Returns -- Through July 2008

One-month, year-to-date, and prior year performance results of the Covered Calls Advisor Portfolio (CCAP) are presented below. In each instance, CCAP results are compared against the Russell 3000 Index ETF(IWV) benchmark.

1. One-Month Result (July 2008):
At market close on 07/31/2008, the total Covered Calls Advisor Portfolio (CCAP) value was $242,367.48, a $1,077.38 decrease in the overall portfolio value compared with the $243,444.86 at the end of June(06/30/2008).

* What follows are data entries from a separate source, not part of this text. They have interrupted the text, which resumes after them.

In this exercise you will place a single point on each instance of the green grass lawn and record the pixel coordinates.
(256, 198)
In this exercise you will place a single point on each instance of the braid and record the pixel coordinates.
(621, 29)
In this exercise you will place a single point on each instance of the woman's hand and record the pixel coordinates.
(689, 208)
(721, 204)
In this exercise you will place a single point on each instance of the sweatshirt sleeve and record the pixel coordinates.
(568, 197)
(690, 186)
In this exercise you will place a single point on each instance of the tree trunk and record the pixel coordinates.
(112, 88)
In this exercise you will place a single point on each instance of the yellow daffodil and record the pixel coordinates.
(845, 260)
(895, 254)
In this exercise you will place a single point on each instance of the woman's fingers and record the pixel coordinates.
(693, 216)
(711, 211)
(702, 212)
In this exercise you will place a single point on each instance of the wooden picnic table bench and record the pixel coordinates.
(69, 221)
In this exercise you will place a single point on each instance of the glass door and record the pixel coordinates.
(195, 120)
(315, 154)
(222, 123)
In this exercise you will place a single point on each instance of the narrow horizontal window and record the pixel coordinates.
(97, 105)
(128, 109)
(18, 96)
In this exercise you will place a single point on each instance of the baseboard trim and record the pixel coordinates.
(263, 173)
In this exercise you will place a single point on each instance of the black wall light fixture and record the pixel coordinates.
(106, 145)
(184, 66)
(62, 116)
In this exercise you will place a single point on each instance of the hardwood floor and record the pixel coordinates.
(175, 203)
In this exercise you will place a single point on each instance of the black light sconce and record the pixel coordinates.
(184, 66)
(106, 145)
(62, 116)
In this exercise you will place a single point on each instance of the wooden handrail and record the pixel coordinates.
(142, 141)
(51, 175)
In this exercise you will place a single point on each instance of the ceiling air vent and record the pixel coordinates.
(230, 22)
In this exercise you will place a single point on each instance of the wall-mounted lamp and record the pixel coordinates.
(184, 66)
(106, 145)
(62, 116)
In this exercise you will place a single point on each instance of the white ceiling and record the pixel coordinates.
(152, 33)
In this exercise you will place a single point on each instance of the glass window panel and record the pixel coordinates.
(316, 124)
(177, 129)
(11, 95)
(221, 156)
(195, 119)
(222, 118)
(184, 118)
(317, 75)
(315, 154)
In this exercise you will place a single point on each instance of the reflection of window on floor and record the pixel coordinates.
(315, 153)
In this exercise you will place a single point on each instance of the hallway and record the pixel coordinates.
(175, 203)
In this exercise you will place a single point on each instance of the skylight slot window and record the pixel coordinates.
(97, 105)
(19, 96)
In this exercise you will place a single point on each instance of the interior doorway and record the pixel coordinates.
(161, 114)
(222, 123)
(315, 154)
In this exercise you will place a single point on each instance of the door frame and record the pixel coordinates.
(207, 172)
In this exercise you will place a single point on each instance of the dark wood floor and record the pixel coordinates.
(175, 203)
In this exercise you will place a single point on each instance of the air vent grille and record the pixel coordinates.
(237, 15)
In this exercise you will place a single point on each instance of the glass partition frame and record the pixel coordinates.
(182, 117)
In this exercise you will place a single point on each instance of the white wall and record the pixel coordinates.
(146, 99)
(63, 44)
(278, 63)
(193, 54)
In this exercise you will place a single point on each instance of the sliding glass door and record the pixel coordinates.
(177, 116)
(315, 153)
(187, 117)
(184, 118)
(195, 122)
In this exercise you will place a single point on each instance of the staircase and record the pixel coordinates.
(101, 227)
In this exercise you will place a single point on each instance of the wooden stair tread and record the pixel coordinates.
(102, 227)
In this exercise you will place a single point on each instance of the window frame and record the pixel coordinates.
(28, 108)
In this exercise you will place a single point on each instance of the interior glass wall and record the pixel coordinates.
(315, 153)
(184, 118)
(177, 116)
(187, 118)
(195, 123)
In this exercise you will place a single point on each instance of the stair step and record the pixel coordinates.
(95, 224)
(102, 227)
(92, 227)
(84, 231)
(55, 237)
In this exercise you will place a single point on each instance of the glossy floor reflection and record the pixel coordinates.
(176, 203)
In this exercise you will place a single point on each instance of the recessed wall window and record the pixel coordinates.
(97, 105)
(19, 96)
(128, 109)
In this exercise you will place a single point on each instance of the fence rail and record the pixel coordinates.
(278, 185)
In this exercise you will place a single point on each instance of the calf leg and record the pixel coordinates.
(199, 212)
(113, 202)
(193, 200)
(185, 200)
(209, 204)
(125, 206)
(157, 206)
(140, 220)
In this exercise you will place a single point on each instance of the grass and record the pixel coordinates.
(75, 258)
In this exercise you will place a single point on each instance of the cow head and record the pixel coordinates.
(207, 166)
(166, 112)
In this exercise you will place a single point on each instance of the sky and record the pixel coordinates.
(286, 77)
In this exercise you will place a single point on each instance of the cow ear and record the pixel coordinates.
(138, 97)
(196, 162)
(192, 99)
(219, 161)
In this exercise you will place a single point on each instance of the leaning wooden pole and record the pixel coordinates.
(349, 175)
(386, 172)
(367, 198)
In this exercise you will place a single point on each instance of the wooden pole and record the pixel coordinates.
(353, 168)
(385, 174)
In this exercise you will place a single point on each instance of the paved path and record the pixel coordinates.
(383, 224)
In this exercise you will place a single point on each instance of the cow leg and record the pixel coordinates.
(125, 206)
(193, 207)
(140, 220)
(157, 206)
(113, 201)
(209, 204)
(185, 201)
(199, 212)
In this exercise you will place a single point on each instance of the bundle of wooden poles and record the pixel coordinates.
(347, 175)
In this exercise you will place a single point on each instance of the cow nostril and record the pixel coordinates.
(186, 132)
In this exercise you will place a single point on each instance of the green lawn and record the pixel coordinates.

CCAP July 2008 Absolute Return = -0.44%

Benchmark Comparison: July 2008 Absolute Return for IWV
= -1.7%


2. 2008 Year-to-Date Results (Jan 1st through July 31st, 2008):
CCAP 2008 Year-to-Date Absolute Return = -6.0%


Benchmark Russell 3000(IWV) 2008 Yr-to-Date Absolute Return = -12.8%

3. Prior Year Results (2007):
The Covered Calls Advisor Portfolio (CCAP) was initiated on September 14th, 2007 with a beginning balance of $250,000. The CCAP balance at year-end (12/31/07) was $257,886.51. Below are the returns of the CCAP for this 2007 timeframe compared with the results of the Russell 3000 (IWV) benchmark during the same time period.

CCAP 2007 Absolute Return = +3.2%

Benchmark (IWV) 2007 Absolute Return = -1.2%

The corresponding annualized return for the 108 days the CCAP existed in 2007 (between Sept 14, 2007 and Dec 31, 2007) was:
CCAP 2007 Annualized Return = +10.7%
[($257,886.51-$250,000.00)/$250,000.00]*(365/108 days)

Benchmark Russell 3000(IWV) 2007 Annualized Return = -4.1%
[($84.40-$85.43)/$85.43]*(365/108 days)

This Advisor's Overall Market Meter continues to indicate that a NEUTRAL investment posture is appropriate at this time. The corresponding covered calls investing approach is to write near-month primarily at-the-money covered calls. By 'at-the-money', this advisor means that for a covered calls portfolio, on average covered calls positions should be established somewhere between 1.0% below and 1.0% above the strike price.


  1. Is you value at end of month the liquidation value of the account, value of stock and CCs, etc?

  2. Hal,
    Yes. Returns are based on the total account value (aka liquidation value). Since stocks and options are both very liquid investments, I believe this is the single best bottom-line method to measure ones performance results.

  3. Jeff,
    Thanks. That is what I thought. I compare my CC account to how the CFA Mutual Fund account is doing in the same time frame. I usually do the comparison at following expiration of most CCs. This tends to eliminate some of the volitatility from the comparison.